Why some Africans fear Western medicine

After three years on death row for deliberately infecting more than 400 Libyan children in the largest documented hospital outbreak of HIV, five doctors and a nurse have been repatriated to Bulgaria. In the West, the notion of intentionally spreading AIDS seemed absurd. But here in Africa, people are not so sure. After all, the European Union is reported to have paid US$460 million in compensation.

In fact, many Africans regard Western medicine in general with deep suspicion. The most notorious instance of this was a boycott of the polio vaccine in Nigeria in 2003. This refusal was responsible for re-infecting 20 countries where the disease had been already wiped out. Especially in the mainly Muslim north of the country, it was rumoured that the vaccine contained anti-fertility agents and was contaminated with HIV.

The governor of the state of Kano suspended the vaccination campaign and two separate investigations were carried out to verify its safety. The first, from South Africa, was rejected by local leaders. Only when safety tests were performed in Muslim Indonesia were they satisfied. The federal government now supports it, but some families still refuse to have their children vaccinated.

Why are Africans spooked so readily by Western medicine?

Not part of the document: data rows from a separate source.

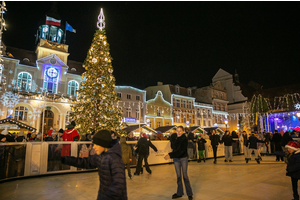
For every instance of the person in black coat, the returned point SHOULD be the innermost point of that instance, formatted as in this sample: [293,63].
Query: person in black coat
[143,153]
[276,139]
[293,166]
[110,166]
[215,141]
[252,145]
[179,155]
[201,148]
[285,139]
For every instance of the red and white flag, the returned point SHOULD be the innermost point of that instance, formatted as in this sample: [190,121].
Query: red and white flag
[52,21]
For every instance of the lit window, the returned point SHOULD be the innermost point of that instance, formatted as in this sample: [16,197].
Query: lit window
[128,112]
[21,113]
[24,81]
[73,86]
[177,103]
[51,77]
[119,94]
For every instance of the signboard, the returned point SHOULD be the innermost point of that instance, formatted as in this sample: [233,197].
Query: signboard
[130,120]
[9,126]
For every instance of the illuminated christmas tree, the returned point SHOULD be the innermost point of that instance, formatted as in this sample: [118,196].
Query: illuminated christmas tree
[96,106]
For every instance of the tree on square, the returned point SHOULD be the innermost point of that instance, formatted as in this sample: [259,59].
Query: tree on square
[96,106]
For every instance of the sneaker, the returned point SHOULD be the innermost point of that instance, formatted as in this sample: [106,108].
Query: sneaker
[175,196]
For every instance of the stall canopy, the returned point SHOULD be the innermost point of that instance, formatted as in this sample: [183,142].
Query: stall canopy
[164,129]
[214,128]
[197,129]
[12,124]
[135,127]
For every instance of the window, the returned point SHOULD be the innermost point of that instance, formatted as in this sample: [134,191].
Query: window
[128,112]
[73,86]
[177,89]
[1,69]
[184,104]
[21,113]
[119,94]
[158,112]
[158,124]
[177,103]
[24,81]
[137,113]
[51,77]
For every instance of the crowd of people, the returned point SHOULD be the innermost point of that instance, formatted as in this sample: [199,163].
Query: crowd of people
[183,143]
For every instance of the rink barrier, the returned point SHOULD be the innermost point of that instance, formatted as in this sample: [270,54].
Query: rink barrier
[25,159]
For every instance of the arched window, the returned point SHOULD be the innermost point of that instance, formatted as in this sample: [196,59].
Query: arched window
[21,113]
[72,87]
[24,81]
[51,77]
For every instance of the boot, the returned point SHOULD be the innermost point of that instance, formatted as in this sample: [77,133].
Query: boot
[257,160]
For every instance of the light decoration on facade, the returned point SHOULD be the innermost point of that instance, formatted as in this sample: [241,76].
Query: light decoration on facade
[101,20]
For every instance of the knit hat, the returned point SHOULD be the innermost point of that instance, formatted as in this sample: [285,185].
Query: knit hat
[293,145]
[103,138]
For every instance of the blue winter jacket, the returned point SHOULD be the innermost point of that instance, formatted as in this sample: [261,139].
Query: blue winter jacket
[110,169]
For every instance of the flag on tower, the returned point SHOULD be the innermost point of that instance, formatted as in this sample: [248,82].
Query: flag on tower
[70,28]
[52,21]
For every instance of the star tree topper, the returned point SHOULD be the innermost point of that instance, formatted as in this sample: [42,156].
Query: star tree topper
[101,18]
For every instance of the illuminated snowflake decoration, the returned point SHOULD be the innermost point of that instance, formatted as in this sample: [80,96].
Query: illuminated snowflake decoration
[94,60]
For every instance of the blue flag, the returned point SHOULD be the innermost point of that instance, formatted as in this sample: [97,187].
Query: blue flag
[70,28]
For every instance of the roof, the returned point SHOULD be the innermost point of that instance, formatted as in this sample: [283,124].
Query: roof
[27,57]
[164,129]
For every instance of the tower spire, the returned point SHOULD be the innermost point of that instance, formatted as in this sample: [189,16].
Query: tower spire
[101,20]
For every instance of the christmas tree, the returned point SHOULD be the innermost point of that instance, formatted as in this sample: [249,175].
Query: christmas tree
[96,106]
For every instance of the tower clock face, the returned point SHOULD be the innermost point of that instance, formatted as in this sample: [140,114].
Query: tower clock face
[52,73]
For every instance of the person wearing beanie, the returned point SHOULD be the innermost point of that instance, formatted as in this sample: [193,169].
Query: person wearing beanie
[293,165]
[110,166]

One reason is documented cases of gross medical malpractice in sub-Saharan Africa, mainly in the south. In 1995, a Scottish anaesthetist was convicted in Zimbabwe of the deaths of two infant whom he had injected with lethal doses of morphine. Wauter Basson, a former head of Project Coast, South Africa’s chemical and biological weapons unit during the time of apartheid, was charged with killing hundreds of Blacks in South Africa and Namibia between 1979 and 1987, many by poison injections. He was never convicted, even though his lieutenants testified in detail and with consistency about his crimes. It is understandably easy to interpret incidents such as these in a racial light..

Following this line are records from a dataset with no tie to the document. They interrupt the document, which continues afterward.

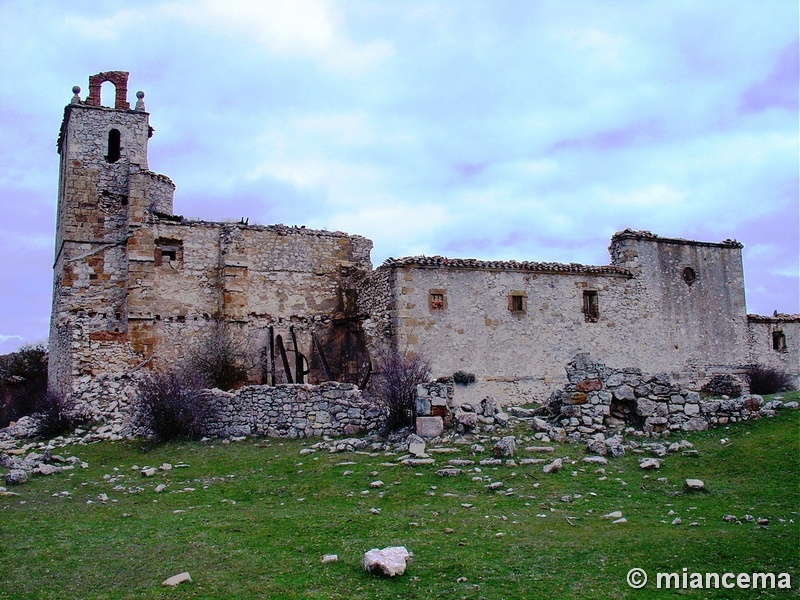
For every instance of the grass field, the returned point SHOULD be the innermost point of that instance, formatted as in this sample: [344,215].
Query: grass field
[252,520]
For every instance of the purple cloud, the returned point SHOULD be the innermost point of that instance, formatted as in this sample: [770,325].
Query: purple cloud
[779,89]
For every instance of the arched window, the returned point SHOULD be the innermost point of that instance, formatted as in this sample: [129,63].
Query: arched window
[113,146]
[108,94]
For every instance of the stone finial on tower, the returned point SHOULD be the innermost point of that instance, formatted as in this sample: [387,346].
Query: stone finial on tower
[120,81]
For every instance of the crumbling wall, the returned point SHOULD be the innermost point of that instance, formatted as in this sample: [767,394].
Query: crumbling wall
[599,399]
[293,411]
[775,342]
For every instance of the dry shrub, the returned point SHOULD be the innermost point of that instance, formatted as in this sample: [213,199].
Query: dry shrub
[394,386]
[223,358]
[23,382]
[56,414]
[171,404]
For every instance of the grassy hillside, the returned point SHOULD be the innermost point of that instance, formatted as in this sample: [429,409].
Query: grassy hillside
[252,520]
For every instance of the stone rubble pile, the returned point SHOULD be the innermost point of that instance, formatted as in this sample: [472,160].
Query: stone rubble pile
[20,468]
[599,400]
[292,411]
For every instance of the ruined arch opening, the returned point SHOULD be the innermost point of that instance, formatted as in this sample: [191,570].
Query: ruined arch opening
[108,94]
[114,145]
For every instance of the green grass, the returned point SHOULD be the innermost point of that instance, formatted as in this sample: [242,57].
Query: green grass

Another reason is distrust of Western philanthropy's agenda. For many years fear of sterilisation has captured the minds of many Africans, mainly but not only the uneducated. During past famines, yellow maize shipments used to arrive from North America, and the word spread that this different type of maize (African maize is white) contained sterilising agents. People refused to eat it. Press investigations some years ago discovered that certain female contraceptive devices were rejects from the developed countries and had serious side effects.

Most Africans are convinced that the Western countries view high African birth-rates as serious threats. The evidence is plain: family-planning clinics in every township; huge boxes of imported condoms in the office of every community health officer; a constant barrage of birth-control propaganda on the national radio stations, which reach the most remote herdsman; billboard posters and huge newspaper regular pull-outs extolling the virtues of limiting family size; hundreds of foreign NGOs in every country, whose sole purpose is to spread the birth control message, with funding from the West. And still, after 40 years or more, the response is minimal. Africans are still having children.

With this relentless campaign to popularise the two-child family, little wonder that Africans suspect the West of less than noble motives, especially when it comes to such a delicate matter as fertility.

Cases of defective medicine are not rare either. In the east Africa region two prescription drugs have just been taken off the market. One, Viracept, is a second-line AIDS medicine, used when the first-line medicines no longer work, which had been shipped to 35 countries. It was found to be contaminated with a cancer-causing substance during manufacture in its Swiss factory. The Nairobi-based Roche Products had originally made the drug available after pressure from AIDS activists. The drug recall did not affect North America, where the drug is manufactured independently. When details like this are reported, the suspicion only deepens.

The other drug, Hedex Extra, a painkiller, took time to be taken off the market, after customer complaints of the drug’s strange smell and a press investigation, but this was due to the incompetence of the local pharmacy control board. The over-the-counter painkiller market is big business; and battles rage between the multi-nationals and local manufacturers on one hand, and the distributors and importers on the other. Western medicine is definitely here to stay.

In West Africa, the giant pharmaceutical firm Pfizer is being sued for billion of dollars by the State of Kano and by the Federal government over a 1996 drug trial which left dozens of children dead or disabled. Pfizer denies that it acted improperly, but the catastrophe helps to explain why people in Kano became suspicious of the polio vaccine several years later.

Africans do not disdain the benefits of Western medicine. Pill-popping is common. But many people still resort to traditional remedies, because they are cheaper, reliable, have no side effects, are available in remote areas, and cure a wide variety of illnesses. The countryside and forests are full of medicinal grasses and herbs. Why, people reason, should we buy packaged pill if we can process them and consume them cheaply?

Paradoxically, as more and more Africans become regular consumers of Western medicine, people from outside are trying their hand at traditional herbal medicine.

Martyn Drakard writes from Kampala, Uganda.